In the figure shown below, the charge on the left plate of the $$10\mu F$$ capacitor is $$-30\mu C$$. The charge on the right plate of the $$6\mu F$$ capacitor is:

Given charge on the left plate of the $$10\ \mu\text{F}$$ capacitor is $$-30\ \mu\text{C}$$.

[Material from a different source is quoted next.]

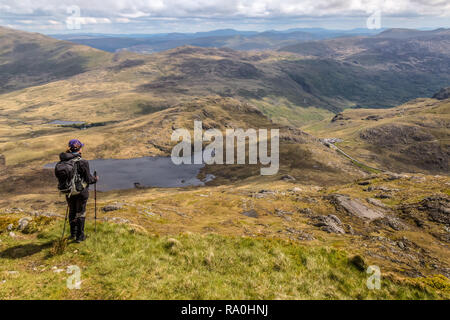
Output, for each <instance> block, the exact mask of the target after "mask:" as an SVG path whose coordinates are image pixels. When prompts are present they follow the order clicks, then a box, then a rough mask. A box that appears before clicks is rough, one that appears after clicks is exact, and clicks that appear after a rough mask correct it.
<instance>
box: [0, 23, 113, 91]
mask: <svg viewBox="0 0 450 320" xmlns="http://www.w3.org/2000/svg"><path fill="white" fill-rule="evenodd" d="M108 59H109V54H108V53H105V52H103V51H100V50H96V49H93V48H89V47H85V46H81V45H76V44H73V43H70V42H65V41H58V40H55V39H52V38H49V37H46V36H43V35H40V34H37V33H28V32H22V31H17V30H13V29H9V28H4V27H0V93H4V92H9V91H13V90H17V89H22V88H26V87H29V86H35V85H39V84H43V83H48V82H51V81H56V80H60V79H65V78H69V77H71V76H74V75H76V74H80V73H83V72H86V71H88V70H91V69H93V68H96V67H98V66H100V65H102V64H104V63H105V62H106V61H107V60H108Z"/></svg>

Magnitude of total charge flowing into the circuit combo: $$Q_{\text{total}} = 30\ \mu\text{C}$$

Since the $$10\ \mu\text{F}$$ capacitor is in series with the parallel combination of $$6\ \mu\text{F}$$ and $$4\ \mu\text{F}$$, the total charge splits between them:

$$Q_{\text{total}} = Q_6 + Q_4 = 30\ \mu\text{C}$$

Potential difference across the parallel branch is identical: $$V_p = \frac{Q_6}{6} = \frac{Q_4}{4} \implies Q_4 = \frac{4}{6}Q_6 = \frac{2}{3}Q_6$$

$$Q_6 + \frac{2}{3}Q_6 = 30 \implies \frac{5}{3}Q_6 = 30 \implies Q_6 = 18\ \mu\text{C}$$

The left plate of the $$10\ \mu\text{F}$$ capacitor is negative, meaning current/charge enters from the right side of the circuit, making the right plates of the parallel combination positive.